Norbert Schneider, Lotte Thiel
Rz. 332
Wird der Antrag auf vorzeitigen Zugewinnausgleich gestellt, bevor der Scheidungsantrag rechtshängig war oder wird ein Scheidungsantrag gar nicht gestellt, so ist für die Berechnung des Endvermögens anstelle der Rechtshängigkeit des Scheidungsantrags jetzt der Zeitpunkt der Rechtshängigkeit des Aufhebungsantrags maßgebend (§ 1387 BGB). Wird später noch der Scheidungsantrag eingereicht, ändert dies nichts daran, dass der frühere Zeitpunkt der Einreichung des Aufhebungsantrags für die Berechnung des Endvermögens maßgebend bleibt.
Rz. 333
Das Interesse des Antragstellers im Falle des vorzeitigen Zugewinnausgleichs besteht also in diesem Fall nicht nur darin, den Zugewinnausgleich früher als erst bei Rechtskraft der Scheidung verlangen zu können (siehe Rdn 330), sondern auch darin, dass sich der Zugewinnausgleich nunmehr zu einem früheren Zeitpunkt berechnet.
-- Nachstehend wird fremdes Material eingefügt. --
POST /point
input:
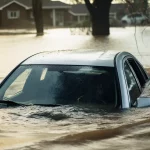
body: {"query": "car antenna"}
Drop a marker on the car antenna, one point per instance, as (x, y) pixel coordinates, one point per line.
(132, 8)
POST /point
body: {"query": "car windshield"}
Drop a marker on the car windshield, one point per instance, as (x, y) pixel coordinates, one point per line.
(51, 84)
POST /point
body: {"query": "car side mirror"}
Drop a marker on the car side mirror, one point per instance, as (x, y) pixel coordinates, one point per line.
(144, 99)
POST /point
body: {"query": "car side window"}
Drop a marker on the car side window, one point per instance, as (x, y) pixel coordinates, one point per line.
(133, 87)
(138, 71)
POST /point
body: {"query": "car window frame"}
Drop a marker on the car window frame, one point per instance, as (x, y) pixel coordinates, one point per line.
(140, 69)
(135, 77)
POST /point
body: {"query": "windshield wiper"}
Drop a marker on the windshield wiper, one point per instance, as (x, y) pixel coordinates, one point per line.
(48, 105)
(10, 103)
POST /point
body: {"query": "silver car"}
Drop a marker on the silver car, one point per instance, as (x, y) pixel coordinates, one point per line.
(113, 79)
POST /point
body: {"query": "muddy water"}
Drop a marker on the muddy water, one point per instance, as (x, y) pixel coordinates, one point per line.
(73, 127)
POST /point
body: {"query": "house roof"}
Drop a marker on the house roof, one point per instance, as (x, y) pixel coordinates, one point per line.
(27, 4)
(79, 9)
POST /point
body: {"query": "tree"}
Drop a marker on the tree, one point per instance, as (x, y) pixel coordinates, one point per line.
(99, 11)
(38, 16)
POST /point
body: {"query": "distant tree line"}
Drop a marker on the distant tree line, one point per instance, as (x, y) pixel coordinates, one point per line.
(98, 9)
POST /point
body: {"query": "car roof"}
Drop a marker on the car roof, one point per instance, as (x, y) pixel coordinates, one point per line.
(101, 58)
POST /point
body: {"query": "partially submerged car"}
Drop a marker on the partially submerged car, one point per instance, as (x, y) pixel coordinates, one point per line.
(109, 78)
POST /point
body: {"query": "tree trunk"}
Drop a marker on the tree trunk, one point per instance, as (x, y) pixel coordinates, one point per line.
(38, 16)
(99, 12)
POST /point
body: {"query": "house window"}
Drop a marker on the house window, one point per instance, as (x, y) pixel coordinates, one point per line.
(13, 14)
(31, 15)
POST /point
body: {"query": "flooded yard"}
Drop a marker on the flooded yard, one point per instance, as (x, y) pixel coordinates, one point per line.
(73, 127)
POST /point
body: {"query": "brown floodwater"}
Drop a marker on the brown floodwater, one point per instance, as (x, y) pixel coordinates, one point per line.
(73, 127)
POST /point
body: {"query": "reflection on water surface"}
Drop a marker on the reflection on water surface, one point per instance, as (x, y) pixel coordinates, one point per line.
(77, 127)
(73, 127)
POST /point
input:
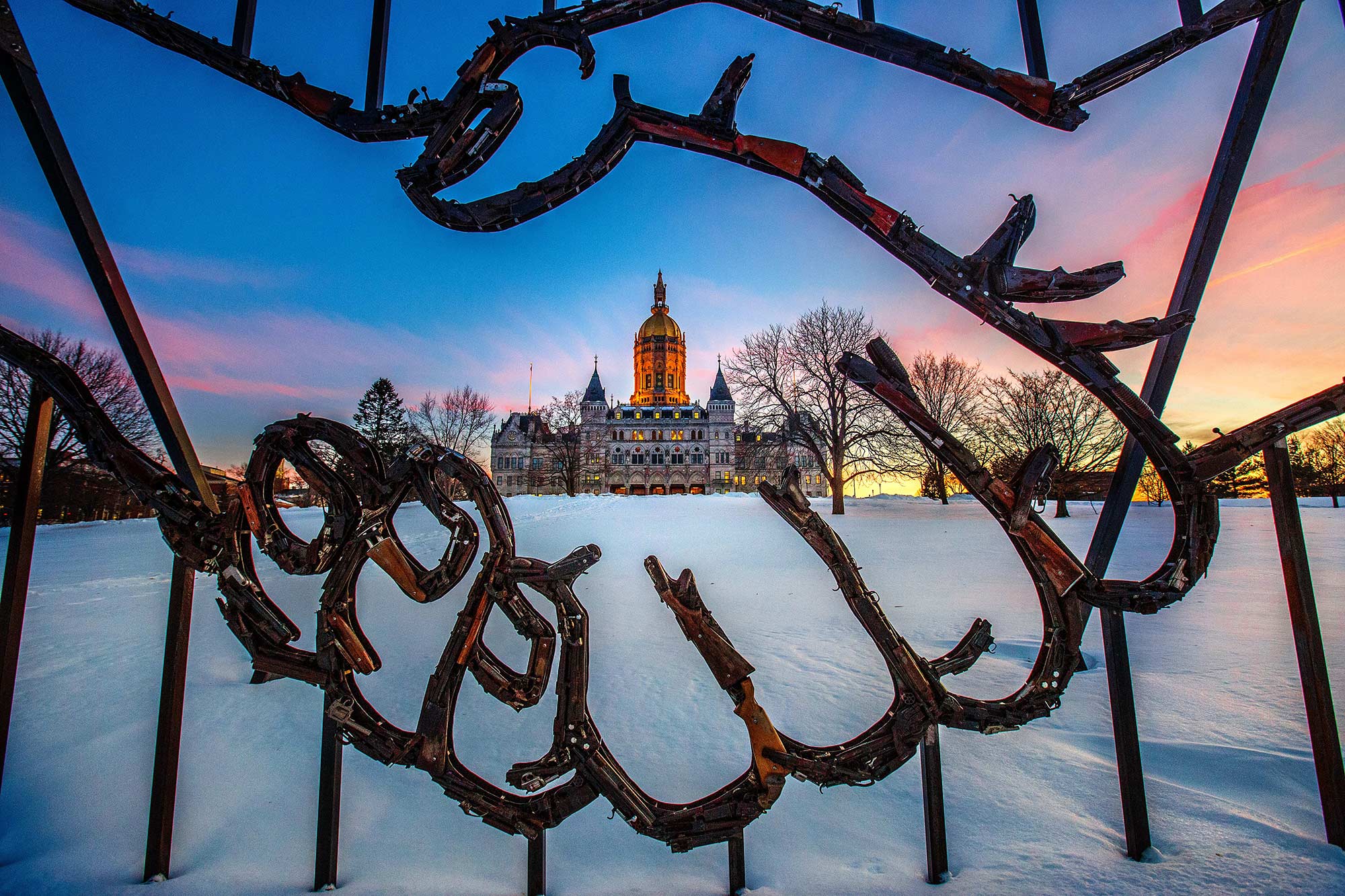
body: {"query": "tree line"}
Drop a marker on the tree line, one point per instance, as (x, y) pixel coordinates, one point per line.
(785, 377)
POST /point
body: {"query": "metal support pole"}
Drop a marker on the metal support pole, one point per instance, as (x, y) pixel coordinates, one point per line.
(1125, 728)
(163, 795)
(1226, 178)
(244, 19)
(25, 503)
(377, 54)
(21, 79)
(537, 865)
(1034, 48)
(931, 787)
(738, 865)
(329, 807)
(1308, 642)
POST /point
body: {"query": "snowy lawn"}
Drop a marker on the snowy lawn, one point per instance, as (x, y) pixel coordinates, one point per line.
(1231, 788)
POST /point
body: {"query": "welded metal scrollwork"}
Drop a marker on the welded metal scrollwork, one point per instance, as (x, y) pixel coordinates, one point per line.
(361, 495)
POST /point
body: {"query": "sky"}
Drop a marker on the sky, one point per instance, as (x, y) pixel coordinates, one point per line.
(279, 267)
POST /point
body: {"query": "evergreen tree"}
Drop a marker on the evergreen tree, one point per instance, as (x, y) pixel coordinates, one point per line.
(381, 417)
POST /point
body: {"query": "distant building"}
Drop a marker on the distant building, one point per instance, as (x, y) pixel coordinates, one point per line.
(660, 443)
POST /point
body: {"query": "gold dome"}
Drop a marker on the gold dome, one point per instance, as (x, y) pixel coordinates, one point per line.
(660, 325)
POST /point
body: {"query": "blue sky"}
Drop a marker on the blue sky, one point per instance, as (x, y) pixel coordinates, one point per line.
(280, 268)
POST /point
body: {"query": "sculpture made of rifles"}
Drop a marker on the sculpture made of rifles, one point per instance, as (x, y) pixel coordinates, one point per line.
(362, 491)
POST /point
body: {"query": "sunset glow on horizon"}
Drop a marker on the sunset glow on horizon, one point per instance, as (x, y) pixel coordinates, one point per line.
(279, 268)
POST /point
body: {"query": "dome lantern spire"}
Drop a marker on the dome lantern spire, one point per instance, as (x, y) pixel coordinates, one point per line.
(661, 295)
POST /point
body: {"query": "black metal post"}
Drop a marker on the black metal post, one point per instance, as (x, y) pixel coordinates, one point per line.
(1308, 642)
(537, 865)
(25, 503)
(163, 795)
(21, 79)
(377, 54)
(1226, 178)
(931, 787)
(244, 19)
(1125, 728)
(1034, 48)
(329, 807)
(738, 865)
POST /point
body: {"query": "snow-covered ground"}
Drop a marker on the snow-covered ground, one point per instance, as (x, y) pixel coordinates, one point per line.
(1231, 788)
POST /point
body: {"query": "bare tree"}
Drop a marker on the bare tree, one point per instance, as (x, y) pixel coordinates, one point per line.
(787, 380)
(461, 419)
(1026, 411)
(110, 381)
(950, 388)
(1327, 444)
(1152, 487)
(568, 459)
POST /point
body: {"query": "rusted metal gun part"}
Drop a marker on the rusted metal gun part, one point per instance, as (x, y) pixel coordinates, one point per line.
(1235, 447)
(727, 665)
(1055, 572)
(693, 616)
(1032, 483)
(966, 651)
(1148, 57)
(362, 495)
(332, 110)
(188, 525)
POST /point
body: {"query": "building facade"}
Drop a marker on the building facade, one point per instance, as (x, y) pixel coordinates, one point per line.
(658, 443)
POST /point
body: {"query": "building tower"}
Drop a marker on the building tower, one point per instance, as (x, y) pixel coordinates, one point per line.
(722, 400)
(594, 405)
(660, 356)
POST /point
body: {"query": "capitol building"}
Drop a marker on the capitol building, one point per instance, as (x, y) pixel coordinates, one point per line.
(658, 443)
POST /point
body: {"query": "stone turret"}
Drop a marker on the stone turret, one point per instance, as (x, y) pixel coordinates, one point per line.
(722, 400)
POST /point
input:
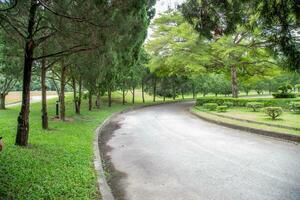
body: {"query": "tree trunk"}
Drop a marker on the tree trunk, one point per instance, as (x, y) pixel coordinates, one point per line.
(109, 97)
(62, 91)
(194, 92)
(143, 92)
(234, 83)
(154, 89)
(174, 92)
(90, 100)
(2, 101)
(98, 100)
(133, 95)
(23, 119)
(44, 95)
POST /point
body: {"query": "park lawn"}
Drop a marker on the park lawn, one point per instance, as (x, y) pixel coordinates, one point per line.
(58, 164)
(286, 119)
(214, 117)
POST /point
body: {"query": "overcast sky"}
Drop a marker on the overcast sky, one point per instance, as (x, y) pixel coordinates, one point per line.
(162, 5)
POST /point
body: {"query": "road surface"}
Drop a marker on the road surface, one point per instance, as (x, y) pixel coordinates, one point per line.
(165, 153)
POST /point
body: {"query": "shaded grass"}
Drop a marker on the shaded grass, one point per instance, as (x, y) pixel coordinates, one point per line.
(212, 116)
(58, 164)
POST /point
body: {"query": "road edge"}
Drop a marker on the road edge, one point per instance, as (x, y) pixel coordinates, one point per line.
(103, 187)
(283, 136)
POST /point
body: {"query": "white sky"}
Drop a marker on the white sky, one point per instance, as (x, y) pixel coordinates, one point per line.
(162, 6)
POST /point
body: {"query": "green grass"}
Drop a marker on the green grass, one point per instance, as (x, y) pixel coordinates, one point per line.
(243, 113)
(58, 164)
(286, 119)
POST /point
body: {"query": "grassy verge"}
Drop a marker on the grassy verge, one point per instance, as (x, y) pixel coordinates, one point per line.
(58, 164)
(212, 116)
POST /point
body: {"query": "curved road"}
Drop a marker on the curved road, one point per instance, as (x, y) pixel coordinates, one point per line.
(165, 153)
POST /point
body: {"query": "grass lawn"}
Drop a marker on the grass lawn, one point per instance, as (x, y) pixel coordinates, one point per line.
(58, 164)
(287, 119)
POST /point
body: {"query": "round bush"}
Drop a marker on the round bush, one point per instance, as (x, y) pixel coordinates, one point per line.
(222, 108)
(228, 104)
(274, 112)
(254, 105)
(210, 106)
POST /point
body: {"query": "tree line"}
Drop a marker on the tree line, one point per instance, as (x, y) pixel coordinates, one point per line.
(85, 44)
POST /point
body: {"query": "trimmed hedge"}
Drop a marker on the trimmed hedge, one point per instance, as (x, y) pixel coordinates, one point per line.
(268, 102)
(274, 112)
(210, 106)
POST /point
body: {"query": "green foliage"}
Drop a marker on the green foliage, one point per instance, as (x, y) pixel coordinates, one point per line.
(273, 112)
(222, 108)
(295, 106)
(210, 106)
(285, 103)
(228, 104)
(254, 106)
(284, 95)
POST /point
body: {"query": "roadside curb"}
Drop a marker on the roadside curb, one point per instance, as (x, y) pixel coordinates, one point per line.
(103, 186)
(283, 136)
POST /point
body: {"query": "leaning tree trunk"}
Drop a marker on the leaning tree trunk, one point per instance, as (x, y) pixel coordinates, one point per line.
(2, 101)
(98, 100)
(143, 91)
(154, 89)
(23, 119)
(234, 83)
(90, 100)
(62, 91)
(44, 95)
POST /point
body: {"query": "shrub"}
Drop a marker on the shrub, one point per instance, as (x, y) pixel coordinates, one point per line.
(284, 95)
(274, 112)
(228, 104)
(295, 106)
(222, 108)
(210, 106)
(254, 105)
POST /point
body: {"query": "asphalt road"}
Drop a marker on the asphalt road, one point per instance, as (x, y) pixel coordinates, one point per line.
(165, 153)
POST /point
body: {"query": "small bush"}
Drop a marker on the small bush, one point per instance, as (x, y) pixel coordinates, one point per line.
(210, 106)
(274, 112)
(295, 106)
(284, 95)
(222, 108)
(228, 104)
(254, 105)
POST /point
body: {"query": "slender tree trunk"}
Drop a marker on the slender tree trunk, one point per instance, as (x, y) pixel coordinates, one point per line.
(44, 95)
(98, 100)
(174, 92)
(143, 92)
(109, 97)
(154, 89)
(62, 91)
(123, 93)
(23, 119)
(90, 100)
(74, 94)
(234, 83)
(133, 95)
(2, 101)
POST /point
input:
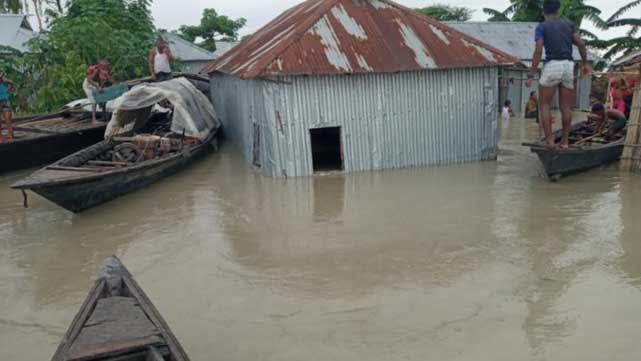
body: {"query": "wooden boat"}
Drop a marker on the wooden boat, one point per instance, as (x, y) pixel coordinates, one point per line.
(46, 138)
(78, 182)
(126, 161)
(118, 322)
(585, 152)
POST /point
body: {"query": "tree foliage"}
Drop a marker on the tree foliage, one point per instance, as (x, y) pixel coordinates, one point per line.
(631, 41)
(442, 12)
(576, 11)
(212, 27)
(51, 74)
(11, 6)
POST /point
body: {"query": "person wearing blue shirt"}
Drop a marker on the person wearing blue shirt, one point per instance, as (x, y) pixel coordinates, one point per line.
(557, 36)
(5, 107)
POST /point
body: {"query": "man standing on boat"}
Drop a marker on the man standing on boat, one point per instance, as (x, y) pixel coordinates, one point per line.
(557, 36)
(97, 76)
(160, 58)
(5, 107)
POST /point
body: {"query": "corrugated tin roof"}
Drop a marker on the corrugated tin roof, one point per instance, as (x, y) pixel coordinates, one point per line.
(185, 50)
(630, 59)
(514, 38)
(224, 46)
(354, 36)
(15, 31)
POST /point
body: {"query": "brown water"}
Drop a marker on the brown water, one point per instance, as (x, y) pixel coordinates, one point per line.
(476, 262)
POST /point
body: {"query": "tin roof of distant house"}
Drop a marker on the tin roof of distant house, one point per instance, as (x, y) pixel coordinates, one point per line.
(514, 38)
(15, 31)
(629, 59)
(354, 36)
(224, 46)
(185, 50)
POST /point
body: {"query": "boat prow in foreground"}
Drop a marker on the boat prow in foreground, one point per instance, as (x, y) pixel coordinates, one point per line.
(117, 321)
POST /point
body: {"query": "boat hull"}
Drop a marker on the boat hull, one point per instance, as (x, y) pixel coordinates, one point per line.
(562, 163)
(82, 194)
(118, 321)
(33, 152)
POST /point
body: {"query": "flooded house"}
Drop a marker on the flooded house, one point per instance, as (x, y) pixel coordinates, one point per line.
(356, 85)
(15, 32)
(517, 39)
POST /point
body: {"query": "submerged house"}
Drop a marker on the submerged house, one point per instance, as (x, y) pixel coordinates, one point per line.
(517, 39)
(357, 85)
(15, 32)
Beide Aspekte sind bei der Wertfestsetzung jetzt zu berücksichtigen.
Rz. 334
Das Vorfälligkeitsinteresse ist wie Rdn 330 zu bewerten.
Rz. 335
Das Interesse an einem anderen Endvermögensstichtag ist zusätzlich zu bewerten. Es ist danach zu fragen, mit welchem Zugewinn nach dem früheren Stichtag des Aufhebungsverfahrens zu rechnen ist und mit welchem Zugewinnausgleich zum späteren Zeitpunkt der Zustellung des Scheidungsantrags zu rechnen gewesen wäre. Zwischen diesen beiden Zeitpunkten können sich erhebliche Unterschiede ergeben, nämlich dann, wenn der Ausgleichsverpflichtete zwischenzeitlich Vermögen verliert. Das können zum einen zu berücksichtigende Vermögensverluste sein, aber auch illoyale Vermögensverschiebungen. Zwar sind diese für den Zugewinnausgleich u.U. irrelevant, allerdings nur, wenn der Ausgleichsberechtigte die Benachteiligungsabsicht beweisen kann. Veränderungen können sich auch daraus ergeben, dass der Ausgleichsberechtigte Vermögen hinzuerwirbt (z.B. einen Lottogewinn) und sich damit der Ausgleichsanspruch reduziert oder – schlimmstenfalls – in eine Ausgleichspflicht wandelt.
Rz. 336
Das Problem in der Praxis dürfte allerdings darin liegen, dass sich in den meisten Fällen keine Anhaltspunkte für eine solche Differenzberechnung ergeben. Der sich aufgrund der vorzeitigen Beendigung der Zugewinngemeinschaft ergebende Ausgleichsanspruch wird sich in der Regel noch überschlägig ermitteln lassen. Es wird aber kaum feststellbar sein, mit welchem geringeren eigenen Anspruch oder mit welcher höheren Zahlungspflicht der antragstellende Ehegatte zu rechnen hat, wenn der Zugewinn erst auf den späteren Zeitpunkt der Einreichung des Scheidungsantrags berechnet wird. Zum einen steht nämlich noch gar nicht fest, ob und wann der Scheidungsantrag eingereicht werden wird. Darüber hinaus steht ebenso wenig fest, wie hoch der Zugewinnausgleichsanspruch in diesem Falle ausfallen wird. Daher dürfte hier – wie von der überwiegenden Rechtsprechung angenommen – mangels greifbarer Anhaltspunkte grundsätzlich vom Auffangwert des § 42 Abs. 3 FamGKG in Höhe von 5.000,00 EUR auszugehen sein.
Rz. 337
Die Rechtsprechung des BGH, grundsätzlich ein Viertel des zu erwartenden Zugewinnausgleichsanspruchs anzunehmen, erscheint dagegen willkürlich. Es gibt keinen Erfahrungsgrundsatz, dass der vorzeitige Zugewinnausgleichsanspruch gegenüber einem späteren Zugewinnausgleichsanspruch anlässlich der Ehescheidung um 25 % höher ausfällt.